Nunca había hecho ropa en mi vida, pero lo único que sabía era que quería abrir un lugar donde se priorizara la creatividad. Traía ropa usada de Ámsterdam, muchos amigos empezaron a ofrecerme sus productos, que dejaban en consignación, y yo administraba el boliche, en plena época de la Bond Street. Palermo era muy relajado al principio, podías hacer lo que quisieras. Tenía una vidriera muy grande, de más de dos metros de ancho, donde hacía intervenciones en libertad total. Todavía no existía esa presión de la configuración de un barrio de ropa comercial. Entonces, ponía macetas y muñequitos, carteras. En el 2000, cuando empezaron a llegar más marcas, me agarró pánico, porque me sentí expuesta y exigida por el entorno comercial, y me puse las pilas para aprender a hacer ropa. Fue muy orgánico, porque de a poquito comencé a hacer moldes, a cortar las primeras prendas, y recién a los diez años de la marca pasé de ser un local de prendas vintage a tener mis propias colecciones.

“Necesito que mi trabajo sea coherente con lo que profeso en la vida”.

  • ¿Cómo definirías la identidad de tu marca?
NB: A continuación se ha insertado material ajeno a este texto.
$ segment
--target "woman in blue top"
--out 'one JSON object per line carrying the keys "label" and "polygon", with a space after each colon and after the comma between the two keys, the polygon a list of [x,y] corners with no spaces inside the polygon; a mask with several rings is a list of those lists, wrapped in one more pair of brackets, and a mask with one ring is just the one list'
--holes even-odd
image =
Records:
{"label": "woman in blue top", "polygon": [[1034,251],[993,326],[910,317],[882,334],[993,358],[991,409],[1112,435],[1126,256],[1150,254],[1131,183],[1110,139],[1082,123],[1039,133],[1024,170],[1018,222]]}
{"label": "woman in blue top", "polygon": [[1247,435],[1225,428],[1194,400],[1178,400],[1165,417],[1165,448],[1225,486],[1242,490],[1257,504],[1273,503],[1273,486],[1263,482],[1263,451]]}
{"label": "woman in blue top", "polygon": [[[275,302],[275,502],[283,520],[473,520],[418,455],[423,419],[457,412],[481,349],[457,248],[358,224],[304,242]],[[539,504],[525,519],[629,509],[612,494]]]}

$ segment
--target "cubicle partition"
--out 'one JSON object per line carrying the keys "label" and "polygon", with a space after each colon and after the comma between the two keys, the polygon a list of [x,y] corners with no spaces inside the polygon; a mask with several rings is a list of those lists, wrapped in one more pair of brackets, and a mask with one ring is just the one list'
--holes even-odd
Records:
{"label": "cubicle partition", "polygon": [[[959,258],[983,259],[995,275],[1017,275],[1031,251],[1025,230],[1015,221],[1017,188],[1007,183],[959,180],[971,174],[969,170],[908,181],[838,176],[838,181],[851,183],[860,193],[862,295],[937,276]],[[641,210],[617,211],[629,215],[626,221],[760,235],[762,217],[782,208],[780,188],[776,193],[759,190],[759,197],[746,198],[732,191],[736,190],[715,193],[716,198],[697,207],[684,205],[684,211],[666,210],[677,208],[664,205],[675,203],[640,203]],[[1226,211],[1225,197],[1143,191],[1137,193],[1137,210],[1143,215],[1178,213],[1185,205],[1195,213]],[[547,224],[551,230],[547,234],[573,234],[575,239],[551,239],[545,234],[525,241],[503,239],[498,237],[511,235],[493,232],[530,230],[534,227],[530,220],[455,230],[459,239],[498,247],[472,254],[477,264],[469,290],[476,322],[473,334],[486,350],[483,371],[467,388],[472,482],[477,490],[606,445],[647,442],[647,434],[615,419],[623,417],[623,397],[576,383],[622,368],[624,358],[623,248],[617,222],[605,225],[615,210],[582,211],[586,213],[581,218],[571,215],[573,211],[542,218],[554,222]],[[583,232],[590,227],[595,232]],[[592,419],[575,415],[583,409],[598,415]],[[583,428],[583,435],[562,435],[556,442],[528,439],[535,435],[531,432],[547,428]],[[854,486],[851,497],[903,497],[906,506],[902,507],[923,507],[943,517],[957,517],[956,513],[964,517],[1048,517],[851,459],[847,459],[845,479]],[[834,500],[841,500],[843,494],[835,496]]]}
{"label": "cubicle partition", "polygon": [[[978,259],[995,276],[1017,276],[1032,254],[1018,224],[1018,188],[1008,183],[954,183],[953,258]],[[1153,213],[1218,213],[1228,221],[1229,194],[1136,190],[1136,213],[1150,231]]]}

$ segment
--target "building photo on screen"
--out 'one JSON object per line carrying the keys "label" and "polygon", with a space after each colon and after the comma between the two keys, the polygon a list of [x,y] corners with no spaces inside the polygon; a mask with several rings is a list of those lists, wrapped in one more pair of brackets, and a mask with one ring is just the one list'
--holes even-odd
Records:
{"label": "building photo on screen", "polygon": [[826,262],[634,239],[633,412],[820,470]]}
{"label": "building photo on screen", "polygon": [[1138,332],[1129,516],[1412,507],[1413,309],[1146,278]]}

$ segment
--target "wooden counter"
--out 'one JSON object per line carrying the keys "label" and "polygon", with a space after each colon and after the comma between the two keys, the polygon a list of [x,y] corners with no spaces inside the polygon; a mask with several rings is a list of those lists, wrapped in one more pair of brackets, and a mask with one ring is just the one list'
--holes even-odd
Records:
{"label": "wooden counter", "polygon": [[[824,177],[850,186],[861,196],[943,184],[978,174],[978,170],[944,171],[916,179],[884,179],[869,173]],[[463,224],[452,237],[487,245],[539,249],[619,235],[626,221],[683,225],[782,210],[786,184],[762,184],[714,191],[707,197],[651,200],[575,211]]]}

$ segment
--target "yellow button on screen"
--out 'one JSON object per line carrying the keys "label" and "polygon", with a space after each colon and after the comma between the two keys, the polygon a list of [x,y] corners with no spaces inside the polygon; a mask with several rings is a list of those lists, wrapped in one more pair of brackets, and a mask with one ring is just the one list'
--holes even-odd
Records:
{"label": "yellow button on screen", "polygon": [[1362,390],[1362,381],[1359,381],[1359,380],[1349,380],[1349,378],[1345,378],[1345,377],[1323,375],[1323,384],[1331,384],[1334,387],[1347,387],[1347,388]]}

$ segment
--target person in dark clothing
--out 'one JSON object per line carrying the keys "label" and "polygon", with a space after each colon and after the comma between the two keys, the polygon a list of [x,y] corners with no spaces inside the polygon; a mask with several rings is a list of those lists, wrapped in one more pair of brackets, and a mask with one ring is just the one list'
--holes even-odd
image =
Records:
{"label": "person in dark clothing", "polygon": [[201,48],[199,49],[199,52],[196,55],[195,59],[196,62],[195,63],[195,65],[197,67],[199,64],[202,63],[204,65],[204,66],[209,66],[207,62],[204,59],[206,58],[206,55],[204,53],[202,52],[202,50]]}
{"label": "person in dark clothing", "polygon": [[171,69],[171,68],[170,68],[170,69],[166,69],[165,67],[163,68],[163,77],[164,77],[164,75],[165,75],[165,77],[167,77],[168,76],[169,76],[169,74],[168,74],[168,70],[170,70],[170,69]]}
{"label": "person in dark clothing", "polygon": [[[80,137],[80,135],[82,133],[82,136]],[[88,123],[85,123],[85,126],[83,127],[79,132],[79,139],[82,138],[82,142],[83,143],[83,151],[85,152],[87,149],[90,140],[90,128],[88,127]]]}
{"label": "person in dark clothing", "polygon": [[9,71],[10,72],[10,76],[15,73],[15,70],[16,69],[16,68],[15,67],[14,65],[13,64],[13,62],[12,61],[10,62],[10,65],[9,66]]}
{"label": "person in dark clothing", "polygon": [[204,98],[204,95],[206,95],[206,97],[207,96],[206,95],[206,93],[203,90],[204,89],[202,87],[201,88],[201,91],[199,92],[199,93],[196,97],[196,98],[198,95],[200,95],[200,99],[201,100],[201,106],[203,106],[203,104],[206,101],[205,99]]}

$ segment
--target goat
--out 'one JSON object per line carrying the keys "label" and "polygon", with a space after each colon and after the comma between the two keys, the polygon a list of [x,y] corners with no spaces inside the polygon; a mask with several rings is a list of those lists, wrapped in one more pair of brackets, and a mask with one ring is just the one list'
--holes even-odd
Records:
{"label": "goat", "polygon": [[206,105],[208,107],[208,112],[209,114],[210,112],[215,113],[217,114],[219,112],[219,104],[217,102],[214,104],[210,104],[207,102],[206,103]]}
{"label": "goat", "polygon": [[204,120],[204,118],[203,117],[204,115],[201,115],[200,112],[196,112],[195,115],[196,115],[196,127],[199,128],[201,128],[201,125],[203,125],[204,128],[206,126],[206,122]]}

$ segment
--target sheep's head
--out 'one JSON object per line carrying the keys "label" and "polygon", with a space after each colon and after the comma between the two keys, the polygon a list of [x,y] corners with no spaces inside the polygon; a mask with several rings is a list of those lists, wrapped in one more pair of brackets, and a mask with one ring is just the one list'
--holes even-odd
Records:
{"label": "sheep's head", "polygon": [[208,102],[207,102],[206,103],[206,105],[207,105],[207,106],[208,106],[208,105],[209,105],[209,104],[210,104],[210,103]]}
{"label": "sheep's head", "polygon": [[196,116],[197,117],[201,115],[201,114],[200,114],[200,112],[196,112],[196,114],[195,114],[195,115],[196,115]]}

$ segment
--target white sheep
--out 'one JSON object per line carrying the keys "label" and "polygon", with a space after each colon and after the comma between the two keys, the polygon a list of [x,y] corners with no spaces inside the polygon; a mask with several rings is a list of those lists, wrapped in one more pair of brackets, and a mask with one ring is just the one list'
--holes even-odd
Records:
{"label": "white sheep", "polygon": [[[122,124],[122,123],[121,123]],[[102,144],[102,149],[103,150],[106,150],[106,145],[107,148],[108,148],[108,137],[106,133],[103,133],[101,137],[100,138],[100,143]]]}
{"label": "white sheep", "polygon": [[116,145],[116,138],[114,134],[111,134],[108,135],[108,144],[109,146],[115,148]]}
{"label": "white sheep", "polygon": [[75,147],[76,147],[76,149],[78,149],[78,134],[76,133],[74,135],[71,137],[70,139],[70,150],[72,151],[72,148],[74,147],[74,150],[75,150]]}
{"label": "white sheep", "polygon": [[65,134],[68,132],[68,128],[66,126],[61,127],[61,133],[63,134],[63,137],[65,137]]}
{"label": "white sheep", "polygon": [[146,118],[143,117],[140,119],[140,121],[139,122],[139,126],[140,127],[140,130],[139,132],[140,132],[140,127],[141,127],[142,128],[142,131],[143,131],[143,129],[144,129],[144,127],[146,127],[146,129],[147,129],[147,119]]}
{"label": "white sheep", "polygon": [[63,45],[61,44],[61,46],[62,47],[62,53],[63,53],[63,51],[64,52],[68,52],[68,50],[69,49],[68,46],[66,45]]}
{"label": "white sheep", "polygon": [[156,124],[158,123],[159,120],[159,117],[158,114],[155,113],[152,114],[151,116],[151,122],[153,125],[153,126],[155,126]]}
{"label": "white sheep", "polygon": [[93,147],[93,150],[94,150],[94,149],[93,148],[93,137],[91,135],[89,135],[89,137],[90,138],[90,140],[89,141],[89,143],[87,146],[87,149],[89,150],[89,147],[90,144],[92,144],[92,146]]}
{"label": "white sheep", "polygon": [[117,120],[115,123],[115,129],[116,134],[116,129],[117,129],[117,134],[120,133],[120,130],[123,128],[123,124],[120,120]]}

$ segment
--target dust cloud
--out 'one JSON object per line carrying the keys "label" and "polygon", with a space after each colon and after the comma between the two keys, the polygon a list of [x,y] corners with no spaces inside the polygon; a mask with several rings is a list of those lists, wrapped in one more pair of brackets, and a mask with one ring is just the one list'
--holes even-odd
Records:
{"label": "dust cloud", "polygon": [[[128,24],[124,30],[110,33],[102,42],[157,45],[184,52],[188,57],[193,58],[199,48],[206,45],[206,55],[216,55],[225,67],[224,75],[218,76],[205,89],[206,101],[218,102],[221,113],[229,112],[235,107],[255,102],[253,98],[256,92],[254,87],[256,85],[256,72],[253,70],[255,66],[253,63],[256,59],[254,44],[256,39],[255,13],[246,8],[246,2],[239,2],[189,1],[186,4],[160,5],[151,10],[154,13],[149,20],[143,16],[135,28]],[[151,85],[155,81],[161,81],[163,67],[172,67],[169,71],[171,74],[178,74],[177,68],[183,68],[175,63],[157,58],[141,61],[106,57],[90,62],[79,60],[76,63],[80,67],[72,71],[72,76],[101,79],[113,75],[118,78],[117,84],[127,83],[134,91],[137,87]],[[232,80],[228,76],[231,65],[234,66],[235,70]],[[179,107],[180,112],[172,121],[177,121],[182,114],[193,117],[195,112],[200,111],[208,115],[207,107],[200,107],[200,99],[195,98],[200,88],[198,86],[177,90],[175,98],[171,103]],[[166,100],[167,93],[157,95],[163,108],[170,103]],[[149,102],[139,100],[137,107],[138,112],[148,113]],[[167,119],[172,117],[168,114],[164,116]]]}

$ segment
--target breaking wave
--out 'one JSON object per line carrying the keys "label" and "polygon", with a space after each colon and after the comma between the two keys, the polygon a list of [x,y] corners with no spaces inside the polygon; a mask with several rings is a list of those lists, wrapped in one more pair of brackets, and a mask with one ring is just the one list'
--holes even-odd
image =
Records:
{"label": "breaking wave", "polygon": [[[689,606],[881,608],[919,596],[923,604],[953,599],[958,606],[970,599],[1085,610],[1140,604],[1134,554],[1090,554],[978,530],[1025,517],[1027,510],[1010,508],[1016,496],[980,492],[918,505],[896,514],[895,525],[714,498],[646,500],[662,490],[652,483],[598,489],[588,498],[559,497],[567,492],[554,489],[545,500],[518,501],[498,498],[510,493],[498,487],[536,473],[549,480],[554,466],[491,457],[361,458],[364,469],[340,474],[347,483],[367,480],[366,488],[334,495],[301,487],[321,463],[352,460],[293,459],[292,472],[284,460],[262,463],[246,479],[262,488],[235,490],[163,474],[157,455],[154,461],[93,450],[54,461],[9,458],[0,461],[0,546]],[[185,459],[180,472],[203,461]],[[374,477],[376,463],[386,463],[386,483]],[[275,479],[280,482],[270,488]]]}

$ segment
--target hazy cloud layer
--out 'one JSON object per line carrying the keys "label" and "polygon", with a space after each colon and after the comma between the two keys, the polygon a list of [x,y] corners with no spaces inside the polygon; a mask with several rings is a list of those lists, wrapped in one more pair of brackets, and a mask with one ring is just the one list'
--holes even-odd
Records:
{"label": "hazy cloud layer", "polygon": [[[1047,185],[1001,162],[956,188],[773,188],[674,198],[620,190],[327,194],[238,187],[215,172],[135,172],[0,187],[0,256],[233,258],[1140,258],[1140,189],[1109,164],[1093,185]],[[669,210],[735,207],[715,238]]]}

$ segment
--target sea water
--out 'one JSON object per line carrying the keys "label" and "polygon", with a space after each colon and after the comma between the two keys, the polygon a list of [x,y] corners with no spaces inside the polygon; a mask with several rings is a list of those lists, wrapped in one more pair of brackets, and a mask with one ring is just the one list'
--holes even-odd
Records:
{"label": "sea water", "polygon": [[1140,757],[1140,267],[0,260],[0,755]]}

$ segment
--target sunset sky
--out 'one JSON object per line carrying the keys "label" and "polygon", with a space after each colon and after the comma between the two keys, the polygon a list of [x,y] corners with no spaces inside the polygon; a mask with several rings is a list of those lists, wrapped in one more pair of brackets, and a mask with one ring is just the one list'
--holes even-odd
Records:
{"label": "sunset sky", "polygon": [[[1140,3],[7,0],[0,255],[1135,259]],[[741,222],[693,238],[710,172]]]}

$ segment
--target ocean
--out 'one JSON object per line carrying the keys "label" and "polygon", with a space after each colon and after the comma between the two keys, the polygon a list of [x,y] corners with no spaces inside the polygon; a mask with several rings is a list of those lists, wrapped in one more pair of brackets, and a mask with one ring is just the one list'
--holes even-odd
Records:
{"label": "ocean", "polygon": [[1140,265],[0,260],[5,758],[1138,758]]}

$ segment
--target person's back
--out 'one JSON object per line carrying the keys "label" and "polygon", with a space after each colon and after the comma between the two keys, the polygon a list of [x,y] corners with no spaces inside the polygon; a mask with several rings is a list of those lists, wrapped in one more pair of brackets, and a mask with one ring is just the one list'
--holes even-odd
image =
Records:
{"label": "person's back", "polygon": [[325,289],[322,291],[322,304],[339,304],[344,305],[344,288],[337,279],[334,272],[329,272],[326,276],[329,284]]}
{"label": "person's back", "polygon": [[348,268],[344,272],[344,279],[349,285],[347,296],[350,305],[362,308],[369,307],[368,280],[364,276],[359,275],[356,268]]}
DAM es lúdica, naíf, colorida y estampada. Uso las ilustraciones, que realizo a mano, con el fin de buscar un mundo ideal donde los dibujos de chicas se mezclan con estampas de base. Hay una constante en la moldería retro, que viene de batones y vestidos de los 50. Esta temporada, por ejemplo, hay telas africanas que compré en Europa mezcladas con otras con mis ilustraciones de niñas felices y unas monoprendas con estampas del mago de Oz. El logo de la marca ya tiene 20 años y es una niña colorada que se mantiene vigente, real. Hay algo de la niñez que yo asocio a la felicidad. Me atrae mucho la inocencia de la gente antes de descubrir que la vida se pone áspera.

  • Tu proceso de producción se caracteriza además por ser pequeño y artesanal…

Sí, me interesa mantenerlo en una escala chica, para que toda la producción esté al alcance de mi mano, excepto en la venta. Tengo una sola costurera que trabaja conmigo hace 14 años y eso no lo cambio por nada ni está en mis planes hacerlo. No quiero que el negocio y la producción me consuman la vida. Por ejemplo, no tengo la producción de invierno a tiempo porque me fui de viaje, y no pasa nada. Cuando era más joven, sentía que debía hacer todo lo que hacían los demás: la foto de campaña, de producto, el desfile. Ahora hago lo que quiero, y sigue siendo rentable, porque la estructura es pequeña y la tengo bajo control.

  • Es decir que, además, es sustentable.

Este trabajo es una continuidad de la vida que quiero llevar. Los valores que siento que transmito a través del diseño tienen que ver con lo amoroso y lo vincular. Si vos hacés algo con lo que te conectás, va a vincularse con los otros sí o sí. Si producís algo real y sincero, garpa. Tengo un conflicto moral: necesito que mi trabajo sea coherente con lo que profeso en la vida. No me interesa hacer grandes cantidades de ropa ni generar toneladas de basura, porque tampoco creo en el consumo loco. Ya fue ese paradigma, me da asco y me parece una estupidez atómica, porque hay una crisis tremenda y debemos generar conciencia de sentido. Necesito un vínculo afectivo con lo que produzco, y esos vínculos personales se cierran con las personas que compran las prendas.

CAMINO SEGURO AL ANDAR

“En estos 20 años aprendí a creer en mi forma de hacer las cosas, a buscar una manera distinta de llevarlas a cabo, mirando para adentro y confiando más”, reflexiona la creadora, y comenta que, con los años, cada vez encontró una mayor seguridad en los ritmos internos, a veces muy distintos de los que imponen la moda y las tendencias. “Busco no seguir a la manada; en la Argentina hay mucha presión con el deber ser social, familiar, cultural, y a la gente le resulta cómodo salir toda igual vestida, además de tener que responder a muchos decretos. Por eso me fui a vivir afuera y abrí DAM, para reinventarme, disfrazarme y experimentar”, concluye.